# Possible to buy plastic leg bands with just phone number?



## Seijun (Apr 14, 2010)

Does anyone know of a place that offers plastic leg bands with just a personalized phone number printed on them? So far all I can find are metal personalized bands, but I need plastic as they are brightly colored. I suppose as a last resort I could get a plain band and use a label printer to put a little sticker on it. 

On a similar note, is there a type of band that is most recommended for pet pigeons/doves? There are so many different types online it is confusing.


----------



## MaryOfExeter (Sep 30, 2007)

Do you want snap on bands or seamless? You can get either at Foy's. There are also a lot of custom band makers in other countries. I've seen a lot on ebay.
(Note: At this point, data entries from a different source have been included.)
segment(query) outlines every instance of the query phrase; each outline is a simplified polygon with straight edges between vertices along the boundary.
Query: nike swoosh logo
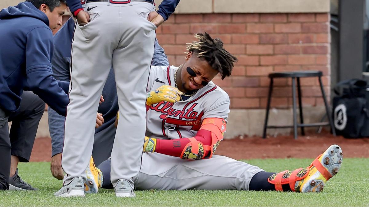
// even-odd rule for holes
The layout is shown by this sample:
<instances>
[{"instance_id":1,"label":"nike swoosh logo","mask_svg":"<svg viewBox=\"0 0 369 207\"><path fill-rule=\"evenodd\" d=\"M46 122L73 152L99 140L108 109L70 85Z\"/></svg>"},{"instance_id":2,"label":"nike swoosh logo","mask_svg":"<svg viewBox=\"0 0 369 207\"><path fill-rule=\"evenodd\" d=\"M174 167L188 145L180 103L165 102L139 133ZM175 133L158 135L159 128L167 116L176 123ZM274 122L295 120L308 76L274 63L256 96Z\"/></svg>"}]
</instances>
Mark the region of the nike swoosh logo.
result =
<instances>
[{"instance_id":1,"label":"nike swoosh logo","mask_svg":"<svg viewBox=\"0 0 369 207\"><path fill-rule=\"evenodd\" d=\"M96 8L97 7L97 6L94 6L94 7L92 7L91 8L90 8L90 7L87 7L87 11L90 11L90 10L92 9L93 8Z\"/></svg>"},{"instance_id":2,"label":"nike swoosh logo","mask_svg":"<svg viewBox=\"0 0 369 207\"><path fill-rule=\"evenodd\" d=\"M163 81L159 81L159 78L158 78L155 79L155 81L157 82L158 83L165 83L164 82L163 82Z\"/></svg>"}]
</instances>

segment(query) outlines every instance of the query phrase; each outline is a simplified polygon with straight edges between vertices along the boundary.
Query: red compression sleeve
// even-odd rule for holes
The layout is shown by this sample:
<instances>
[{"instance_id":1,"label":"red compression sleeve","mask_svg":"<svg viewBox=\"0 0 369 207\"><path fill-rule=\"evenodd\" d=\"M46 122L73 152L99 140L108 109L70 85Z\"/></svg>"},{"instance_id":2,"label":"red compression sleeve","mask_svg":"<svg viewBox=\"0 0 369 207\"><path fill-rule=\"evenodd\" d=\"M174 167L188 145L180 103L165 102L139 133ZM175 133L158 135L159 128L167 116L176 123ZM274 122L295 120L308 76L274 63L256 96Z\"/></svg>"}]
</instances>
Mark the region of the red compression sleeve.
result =
<instances>
[{"instance_id":1,"label":"red compression sleeve","mask_svg":"<svg viewBox=\"0 0 369 207\"><path fill-rule=\"evenodd\" d=\"M194 137L196 140L201 142L204 145L211 144L211 132L207 130L199 130ZM188 138L176 140L156 140L155 152L167 155L179 157L186 145L190 142ZM205 151L205 156L210 151Z\"/></svg>"}]
</instances>

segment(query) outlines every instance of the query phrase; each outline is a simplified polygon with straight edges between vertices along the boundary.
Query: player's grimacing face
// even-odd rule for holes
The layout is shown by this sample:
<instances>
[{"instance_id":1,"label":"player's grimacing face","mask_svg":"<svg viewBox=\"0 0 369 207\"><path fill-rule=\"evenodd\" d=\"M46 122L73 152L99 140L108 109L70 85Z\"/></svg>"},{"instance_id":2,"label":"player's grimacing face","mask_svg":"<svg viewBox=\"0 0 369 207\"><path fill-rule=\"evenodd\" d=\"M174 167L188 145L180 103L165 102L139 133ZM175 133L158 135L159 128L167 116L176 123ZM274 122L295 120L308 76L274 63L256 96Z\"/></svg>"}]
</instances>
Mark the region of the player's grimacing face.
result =
<instances>
[{"instance_id":1,"label":"player's grimacing face","mask_svg":"<svg viewBox=\"0 0 369 207\"><path fill-rule=\"evenodd\" d=\"M181 79L183 88L187 91L203 88L218 74L218 71L213 69L207 61L197 57L192 52L187 53L186 60L182 67Z\"/></svg>"},{"instance_id":2,"label":"player's grimacing face","mask_svg":"<svg viewBox=\"0 0 369 207\"><path fill-rule=\"evenodd\" d=\"M50 8L45 4L41 5L40 10L46 14L49 19L49 27L53 32L63 24L62 17L64 14L66 5L64 3L61 3L60 6L55 7L52 11Z\"/></svg>"}]
</instances>

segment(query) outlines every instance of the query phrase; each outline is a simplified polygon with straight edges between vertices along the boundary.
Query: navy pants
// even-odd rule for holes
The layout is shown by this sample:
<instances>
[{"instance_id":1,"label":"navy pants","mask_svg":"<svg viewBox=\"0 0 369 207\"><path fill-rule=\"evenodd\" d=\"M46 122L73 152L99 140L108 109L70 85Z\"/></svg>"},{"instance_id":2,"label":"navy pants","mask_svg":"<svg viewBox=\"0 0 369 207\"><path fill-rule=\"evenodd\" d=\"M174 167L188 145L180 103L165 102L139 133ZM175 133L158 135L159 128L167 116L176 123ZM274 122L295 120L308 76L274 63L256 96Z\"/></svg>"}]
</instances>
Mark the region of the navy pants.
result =
<instances>
[{"instance_id":1,"label":"navy pants","mask_svg":"<svg viewBox=\"0 0 369 207\"><path fill-rule=\"evenodd\" d=\"M9 189L11 155L20 162L30 161L45 104L38 96L24 91L18 110L7 112L0 108L0 190ZM12 122L9 132L8 122Z\"/></svg>"}]
</instances>

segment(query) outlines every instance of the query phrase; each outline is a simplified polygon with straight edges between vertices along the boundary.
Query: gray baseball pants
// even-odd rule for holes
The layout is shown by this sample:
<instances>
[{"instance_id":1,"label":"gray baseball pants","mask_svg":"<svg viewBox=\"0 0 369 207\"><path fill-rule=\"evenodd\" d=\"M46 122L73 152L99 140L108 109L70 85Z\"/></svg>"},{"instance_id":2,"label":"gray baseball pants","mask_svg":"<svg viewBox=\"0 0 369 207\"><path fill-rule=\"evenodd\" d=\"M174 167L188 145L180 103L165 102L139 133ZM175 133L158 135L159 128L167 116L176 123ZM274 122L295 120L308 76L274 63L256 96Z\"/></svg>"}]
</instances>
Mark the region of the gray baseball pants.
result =
<instances>
[{"instance_id":1,"label":"gray baseball pants","mask_svg":"<svg viewBox=\"0 0 369 207\"><path fill-rule=\"evenodd\" d=\"M145 2L87 3L85 11L91 21L82 27L76 24L72 43L62 158L64 185L76 177L86 179L99 100L113 66L120 115L111 152L111 182L115 186L123 179L134 187L132 178L141 166L146 87L156 36L156 26L146 18L154 10Z\"/></svg>"},{"instance_id":2,"label":"gray baseball pants","mask_svg":"<svg viewBox=\"0 0 369 207\"><path fill-rule=\"evenodd\" d=\"M225 156L189 161L156 153L142 155L139 173L133 180L138 190L247 190L251 179L264 171ZM98 166L108 178L109 160ZM104 183L106 183L104 182ZM112 186L104 185L103 187Z\"/></svg>"}]
</instances>

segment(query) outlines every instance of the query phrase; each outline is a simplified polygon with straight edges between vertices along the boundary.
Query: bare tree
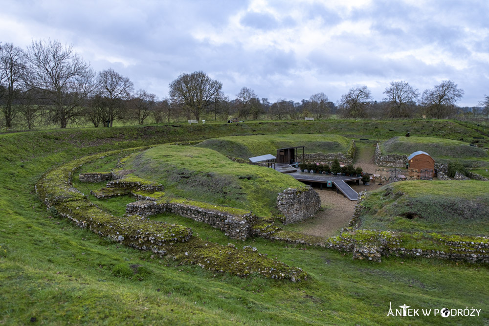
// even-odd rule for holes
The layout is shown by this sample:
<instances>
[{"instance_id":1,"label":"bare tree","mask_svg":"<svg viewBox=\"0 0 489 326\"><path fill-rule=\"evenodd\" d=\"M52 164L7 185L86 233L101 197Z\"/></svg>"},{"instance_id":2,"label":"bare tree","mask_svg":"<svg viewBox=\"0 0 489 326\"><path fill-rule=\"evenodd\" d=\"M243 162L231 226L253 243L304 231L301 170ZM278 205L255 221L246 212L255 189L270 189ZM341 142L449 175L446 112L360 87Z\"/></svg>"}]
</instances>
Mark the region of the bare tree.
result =
<instances>
[{"instance_id":1,"label":"bare tree","mask_svg":"<svg viewBox=\"0 0 489 326\"><path fill-rule=\"evenodd\" d=\"M0 44L0 107L7 128L12 128L18 112L14 101L21 95L26 69L26 56L22 49L12 43Z\"/></svg>"},{"instance_id":2,"label":"bare tree","mask_svg":"<svg viewBox=\"0 0 489 326\"><path fill-rule=\"evenodd\" d=\"M238 114L240 118L248 118L251 113L251 99L256 97L255 91L247 87L244 87L236 94L236 101L238 106Z\"/></svg>"},{"instance_id":3,"label":"bare tree","mask_svg":"<svg viewBox=\"0 0 489 326\"><path fill-rule=\"evenodd\" d=\"M66 128L82 115L82 106L95 88L95 73L73 52L56 41L33 41L27 48L30 64L26 83L50 104L52 120Z\"/></svg>"},{"instance_id":4,"label":"bare tree","mask_svg":"<svg viewBox=\"0 0 489 326\"><path fill-rule=\"evenodd\" d=\"M386 87L384 99L389 103L388 115L391 118L409 118L412 116L412 109L420 96L417 88L413 88L406 82L392 82Z\"/></svg>"},{"instance_id":5,"label":"bare tree","mask_svg":"<svg viewBox=\"0 0 489 326\"><path fill-rule=\"evenodd\" d=\"M317 93L311 95L309 99L309 109L315 119L326 117L330 113L330 107L328 106L329 100L324 93Z\"/></svg>"},{"instance_id":6,"label":"bare tree","mask_svg":"<svg viewBox=\"0 0 489 326\"><path fill-rule=\"evenodd\" d=\"M484 114L489 115L489 95L484 95L484 99L479 102L479 105L484 107L482 113Z\"/></svg>"},{"instance_id":7,"label":"bare tree","mask_svg":"<svg viewBox=\"0 0 489 326\"><path fill-rule=\"evenodd\" d=\"M444 80L431 89L423 92L421 103L426 114L442 119L455 114L455 104L464 96L464 90L451 80Z\"/></svg>"},{"instance_id":8,"label":"bare tree","mask_svg":"<svg viewBox=\"0 0 489 326\"><path fill-rule=\"evenodd\" d=\"M133 118L140 125L153 113L156 105L156 95L139 89L131 99L130 107Z\"/></svg>"},{"instance_id":9,"label":"bare tree","mask_svg":"<svg viewBox=\"0 0 489 326\"><path fill-rule=\"evenodd\" d=\"M213 80L203 71L181 74L170 83L169 95L172 101L181 103L184 109L192 112L197 120L215 100L221 97L222 84Z\"/></svg>"},{"instance_id":10,"label":"bare tree","mask_svg":"<svg viewBox=\"0 0 489 326\"><path fill-rule=\"evenodd\" d=\"M22 124L29 130L42 124L45 116L45 106L37 100L39 97L36 90L31 89L23 92L19 100L19 113L22 117Z\"/></svg>"},{"instance_id":11,"label":"bare tree","mask_svg":"<svg viewBox=\"0 0 489 326\"><path fill-rule=\"evenodd\" d=\"M292 107L293 106L292 101ZM283 99L279 99L277 102L271 105L268 110L268 115L271 118L276 120L284 120L287 117L290 110L289 101Z\"/></svg>"},{"instance_id":12,"label":"bare tree","mask_svg":"<svg viewBox=\"0 0 489 326\"><path fill-rule=\"evenodd\" d=\"M367 109L372 99L372 93L366 86L350 88L340 100L342 115L346 118L366 117Z\"/></svg>"},{"instance_id":13,"label":"bare tree","mask_svg":"<svg viewBox=\"0 0 489 326\"><path fill-rule=\"evenodd\" d=\"M116 118L122 117L125 101L130 98L134 85L129 78L111 68L99 72L97 82L98 92L106 100L103 112L104 125L112 127Z\"/></svg>"}]
</instances>

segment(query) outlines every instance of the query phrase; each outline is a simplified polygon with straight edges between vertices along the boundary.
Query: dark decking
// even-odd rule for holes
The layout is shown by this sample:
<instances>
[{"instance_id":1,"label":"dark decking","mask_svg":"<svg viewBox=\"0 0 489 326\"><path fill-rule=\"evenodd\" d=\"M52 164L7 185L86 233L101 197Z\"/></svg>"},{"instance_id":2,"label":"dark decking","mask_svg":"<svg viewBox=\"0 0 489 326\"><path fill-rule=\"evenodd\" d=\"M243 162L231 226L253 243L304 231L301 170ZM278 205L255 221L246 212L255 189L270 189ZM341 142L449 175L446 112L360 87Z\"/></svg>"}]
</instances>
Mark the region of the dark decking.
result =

http://www.foyspigeonsupplies.com/leg-bands/969-personalized-leg-bands-50
http://www.foyspigeonsupplies.com/leg-bands/949-snap-ons-with-telephone-number-5mm-high-100

As far as recommended bands, I recommend AU or IF for homers and NPA for all other breeds, especially if you want to show them. All three organizations keep track of who buys the bands so they can be traced if the bird gets lost.


----------



## Peacbackacha (Feb 24, 2013)

These are the ones I am getting ready to order. They are sending me some sample sizes so I can make sure for the right size first:

http://www.nationalband.com/birdbands.htm


----------



## Peacbackacha (Feb 24, 2013)

Oh, also, I might mention, the lady described how you could use an acrylic paint to sort of rub and back paint the typing so it would show up more.


----------



## Print Tippler (May 18, 2011)

If you want seamless bands you want to go here

http://www.rickmeerollers.com/bandsforsale.htm

These are the best ones your going to find. They are the exact same band the NPA and other pigeon organizations use. You must place an order for 100 bands and they cost $50 all together


----------



## Peacbackacha (Feb 24, 2013)

Those are really nice.
As a newbie, what is the advantage of a permanent band such as this compared to the butt end bands? 

I am wondering because I just had to remove an AU band from an 8 year old bird that was stuck tight on his leg. How could I be sure to buy the right size for them as they get old? 
These are really nice looking bands. How important is it to have the year the bird was born? I would keep a record, but I guess if he ever leaves my loft no one else would know?????


----------